The formulation of Article I, Section III, Clause I restricts "nuclear tests" to such uses of nuclear devices that are for research and development purposes only. Therefore this act doesn't directly deal with these extraordinary situations and, as Councillor Marshall said, ?nitially gives European nations the benefit of doubt.
However, Section III of Article III makes it possible for the European Court of Justice or the ENAA to investigate and, if need be, prosecute nations that seek to circumvent the letter of this act -- for example by using a minor oil leak or another similar event as an excuse for nuclear testing.
The United Planet
The Federal Republic of the United Planet is in support of the proposed legislation.

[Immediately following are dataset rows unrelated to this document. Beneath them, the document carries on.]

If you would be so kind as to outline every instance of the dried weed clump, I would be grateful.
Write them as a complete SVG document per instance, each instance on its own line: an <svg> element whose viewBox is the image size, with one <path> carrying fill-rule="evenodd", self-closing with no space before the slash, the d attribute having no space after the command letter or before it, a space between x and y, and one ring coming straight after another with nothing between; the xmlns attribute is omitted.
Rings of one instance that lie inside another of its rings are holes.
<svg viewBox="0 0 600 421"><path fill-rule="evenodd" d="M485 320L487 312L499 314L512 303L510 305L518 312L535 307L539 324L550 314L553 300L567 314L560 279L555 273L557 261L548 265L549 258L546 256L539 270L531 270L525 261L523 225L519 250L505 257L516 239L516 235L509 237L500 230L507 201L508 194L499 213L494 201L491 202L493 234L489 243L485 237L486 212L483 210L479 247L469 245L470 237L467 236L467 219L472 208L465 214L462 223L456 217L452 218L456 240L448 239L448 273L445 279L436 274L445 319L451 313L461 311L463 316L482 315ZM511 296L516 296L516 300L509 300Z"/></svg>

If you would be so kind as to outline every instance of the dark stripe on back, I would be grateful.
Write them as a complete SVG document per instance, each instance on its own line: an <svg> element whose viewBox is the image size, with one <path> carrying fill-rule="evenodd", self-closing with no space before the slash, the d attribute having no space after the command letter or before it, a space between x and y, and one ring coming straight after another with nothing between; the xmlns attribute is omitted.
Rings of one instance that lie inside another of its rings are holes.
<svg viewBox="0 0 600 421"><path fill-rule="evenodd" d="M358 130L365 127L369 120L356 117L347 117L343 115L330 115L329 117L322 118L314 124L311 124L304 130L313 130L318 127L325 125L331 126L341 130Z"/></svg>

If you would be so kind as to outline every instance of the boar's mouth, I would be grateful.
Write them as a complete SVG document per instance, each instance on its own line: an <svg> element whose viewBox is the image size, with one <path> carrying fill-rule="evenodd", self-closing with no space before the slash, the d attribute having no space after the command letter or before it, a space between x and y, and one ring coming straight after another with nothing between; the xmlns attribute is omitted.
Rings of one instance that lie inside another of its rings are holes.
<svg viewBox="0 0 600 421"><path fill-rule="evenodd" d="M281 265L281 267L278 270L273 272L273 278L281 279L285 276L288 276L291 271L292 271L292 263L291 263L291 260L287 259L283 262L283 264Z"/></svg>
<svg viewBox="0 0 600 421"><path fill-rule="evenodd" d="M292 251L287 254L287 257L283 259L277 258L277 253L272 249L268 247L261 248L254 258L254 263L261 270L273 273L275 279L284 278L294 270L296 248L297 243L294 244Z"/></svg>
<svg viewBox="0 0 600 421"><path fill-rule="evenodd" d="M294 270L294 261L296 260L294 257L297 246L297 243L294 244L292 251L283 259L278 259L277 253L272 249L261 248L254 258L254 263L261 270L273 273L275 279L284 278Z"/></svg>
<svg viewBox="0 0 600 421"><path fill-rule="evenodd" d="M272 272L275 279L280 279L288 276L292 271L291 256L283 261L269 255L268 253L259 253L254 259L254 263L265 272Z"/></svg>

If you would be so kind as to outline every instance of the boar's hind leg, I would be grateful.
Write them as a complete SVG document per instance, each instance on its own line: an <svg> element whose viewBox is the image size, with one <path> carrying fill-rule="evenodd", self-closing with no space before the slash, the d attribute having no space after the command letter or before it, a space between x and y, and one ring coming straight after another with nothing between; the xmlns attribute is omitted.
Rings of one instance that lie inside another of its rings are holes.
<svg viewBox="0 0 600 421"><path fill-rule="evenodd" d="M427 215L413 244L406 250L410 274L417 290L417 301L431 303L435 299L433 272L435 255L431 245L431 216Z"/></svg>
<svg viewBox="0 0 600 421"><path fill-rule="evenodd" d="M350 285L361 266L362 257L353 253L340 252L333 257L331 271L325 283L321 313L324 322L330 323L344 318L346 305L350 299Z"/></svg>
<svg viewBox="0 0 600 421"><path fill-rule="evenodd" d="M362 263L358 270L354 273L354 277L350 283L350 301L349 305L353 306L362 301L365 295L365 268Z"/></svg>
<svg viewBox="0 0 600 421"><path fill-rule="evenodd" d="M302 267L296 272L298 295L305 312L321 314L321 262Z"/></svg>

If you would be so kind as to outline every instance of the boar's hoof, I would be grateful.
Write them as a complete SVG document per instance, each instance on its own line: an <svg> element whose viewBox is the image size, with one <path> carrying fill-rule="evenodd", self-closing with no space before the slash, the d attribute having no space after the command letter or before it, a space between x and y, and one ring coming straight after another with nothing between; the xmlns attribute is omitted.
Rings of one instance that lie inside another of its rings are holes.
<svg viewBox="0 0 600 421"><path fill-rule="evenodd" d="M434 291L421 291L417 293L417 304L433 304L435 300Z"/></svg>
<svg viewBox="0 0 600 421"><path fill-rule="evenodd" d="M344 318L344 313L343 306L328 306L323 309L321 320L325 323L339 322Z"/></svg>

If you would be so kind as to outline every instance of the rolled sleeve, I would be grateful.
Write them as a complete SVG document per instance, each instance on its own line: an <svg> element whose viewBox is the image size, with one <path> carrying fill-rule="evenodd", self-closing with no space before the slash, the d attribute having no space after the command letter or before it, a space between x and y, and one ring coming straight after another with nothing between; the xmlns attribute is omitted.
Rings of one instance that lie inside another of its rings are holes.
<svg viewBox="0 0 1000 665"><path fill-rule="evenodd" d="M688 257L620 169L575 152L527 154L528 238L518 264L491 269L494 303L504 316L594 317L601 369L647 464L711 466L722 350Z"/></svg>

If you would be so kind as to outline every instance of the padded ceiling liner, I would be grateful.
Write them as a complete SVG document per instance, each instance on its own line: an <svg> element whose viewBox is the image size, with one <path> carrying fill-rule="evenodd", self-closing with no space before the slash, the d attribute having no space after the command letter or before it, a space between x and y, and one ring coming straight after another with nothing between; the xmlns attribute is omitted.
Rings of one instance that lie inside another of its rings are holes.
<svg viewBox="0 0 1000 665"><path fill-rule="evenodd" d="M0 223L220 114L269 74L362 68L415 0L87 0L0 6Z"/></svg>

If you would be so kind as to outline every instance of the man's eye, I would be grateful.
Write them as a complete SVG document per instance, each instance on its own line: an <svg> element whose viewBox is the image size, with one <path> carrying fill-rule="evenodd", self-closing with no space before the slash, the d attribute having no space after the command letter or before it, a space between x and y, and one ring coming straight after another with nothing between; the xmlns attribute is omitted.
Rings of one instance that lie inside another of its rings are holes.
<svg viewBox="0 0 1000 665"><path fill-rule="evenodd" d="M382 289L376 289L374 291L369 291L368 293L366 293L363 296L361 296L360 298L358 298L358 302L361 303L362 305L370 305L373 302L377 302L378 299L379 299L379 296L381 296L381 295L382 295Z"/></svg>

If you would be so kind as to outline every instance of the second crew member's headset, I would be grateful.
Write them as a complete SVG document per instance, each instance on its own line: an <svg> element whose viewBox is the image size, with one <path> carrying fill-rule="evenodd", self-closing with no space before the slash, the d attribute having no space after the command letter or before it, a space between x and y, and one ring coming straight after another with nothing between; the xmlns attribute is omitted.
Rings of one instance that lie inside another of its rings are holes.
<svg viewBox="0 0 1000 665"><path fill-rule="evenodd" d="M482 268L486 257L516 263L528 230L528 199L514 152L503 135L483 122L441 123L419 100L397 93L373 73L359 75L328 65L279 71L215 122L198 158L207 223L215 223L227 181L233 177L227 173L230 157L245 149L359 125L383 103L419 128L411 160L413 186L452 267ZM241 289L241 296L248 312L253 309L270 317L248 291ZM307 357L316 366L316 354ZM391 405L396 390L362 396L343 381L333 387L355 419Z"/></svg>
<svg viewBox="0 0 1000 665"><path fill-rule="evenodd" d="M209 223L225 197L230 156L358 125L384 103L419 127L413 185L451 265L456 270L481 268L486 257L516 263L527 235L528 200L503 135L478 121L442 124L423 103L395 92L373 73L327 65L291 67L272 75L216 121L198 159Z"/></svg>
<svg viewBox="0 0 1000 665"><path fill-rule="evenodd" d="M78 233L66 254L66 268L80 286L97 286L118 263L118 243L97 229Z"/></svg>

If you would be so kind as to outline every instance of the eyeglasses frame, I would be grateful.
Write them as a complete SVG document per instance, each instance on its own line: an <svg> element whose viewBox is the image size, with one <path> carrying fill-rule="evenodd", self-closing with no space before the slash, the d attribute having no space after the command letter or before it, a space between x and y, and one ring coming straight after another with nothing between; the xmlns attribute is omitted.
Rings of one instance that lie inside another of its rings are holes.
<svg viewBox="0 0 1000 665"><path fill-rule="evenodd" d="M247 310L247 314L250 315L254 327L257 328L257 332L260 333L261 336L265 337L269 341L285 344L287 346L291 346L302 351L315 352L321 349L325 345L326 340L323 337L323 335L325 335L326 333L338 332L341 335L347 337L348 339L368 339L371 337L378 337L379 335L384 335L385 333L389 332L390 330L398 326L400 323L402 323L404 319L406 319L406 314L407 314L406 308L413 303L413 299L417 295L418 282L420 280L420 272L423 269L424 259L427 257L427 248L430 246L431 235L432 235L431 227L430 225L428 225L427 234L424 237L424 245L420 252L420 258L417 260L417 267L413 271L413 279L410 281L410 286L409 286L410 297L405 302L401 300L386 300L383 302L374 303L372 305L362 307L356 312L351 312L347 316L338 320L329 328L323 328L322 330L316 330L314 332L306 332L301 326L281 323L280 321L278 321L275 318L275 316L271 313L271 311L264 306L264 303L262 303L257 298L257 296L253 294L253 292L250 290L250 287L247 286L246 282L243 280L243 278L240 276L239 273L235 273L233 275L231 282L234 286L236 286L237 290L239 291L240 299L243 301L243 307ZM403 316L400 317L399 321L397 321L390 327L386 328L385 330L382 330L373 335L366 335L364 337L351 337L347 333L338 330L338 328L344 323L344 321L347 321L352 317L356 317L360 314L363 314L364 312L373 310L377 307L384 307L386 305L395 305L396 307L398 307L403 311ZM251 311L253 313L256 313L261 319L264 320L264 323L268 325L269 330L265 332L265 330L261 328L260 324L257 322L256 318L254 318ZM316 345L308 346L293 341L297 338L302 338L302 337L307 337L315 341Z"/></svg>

I am satisfied by Councillor Orcello and Councillor Jaxson's resposnes and pledge full support to this bill
The Duxburian Union finds the compromises hashed out during the think tank session to be sufficient and will support the bill.
Being always in favour of measures that regulate nuclear testing in order to minimise their effects on the environment and on human beings especially, Kryuland fully supports this act, trusting Europe's commitment in such an important issue.
The Confederacy of Halsberg follows its European neighbours in supporting this act.
With no amendments proposed, we shall move on to the final voting phase.
The voting phase ends on Monday November 19th, at 18:20 UTC.
I, Nadira Orcello, on behalf of the Federal Commonwealth of Pax Aurea, vote FOR this Act.
I, Mikaela Kligenberg, on behalf of the Microstate of Inquista, vote FOR this Act.
Os Corelia votes FOR this act
I, Laila Zapatero, on behalf of the Democratic Republic of Occoron votes FOR this act.
The United Planet
On behalf of the Federal Republic of The United Planet, I vote FOR this act.
I, John Walters, on behalf of the Confederacy of Halsberg, vote FOR this Act.
I, Jaxson Marshall, on behalf of Rhine Ruhr, vote FOR this Act.
I, Dr. William Roebuck, on behalf of the Confederacy of Gun-Toting Animals, vote FOR this legislation.
I, Anatoly Keith, on behalf of the Apostolic Kingdom of Angleter, vote FOR this Act.
I, Acwellan Devoy, on behalf of the Duxburian Union, vote FOR the bill.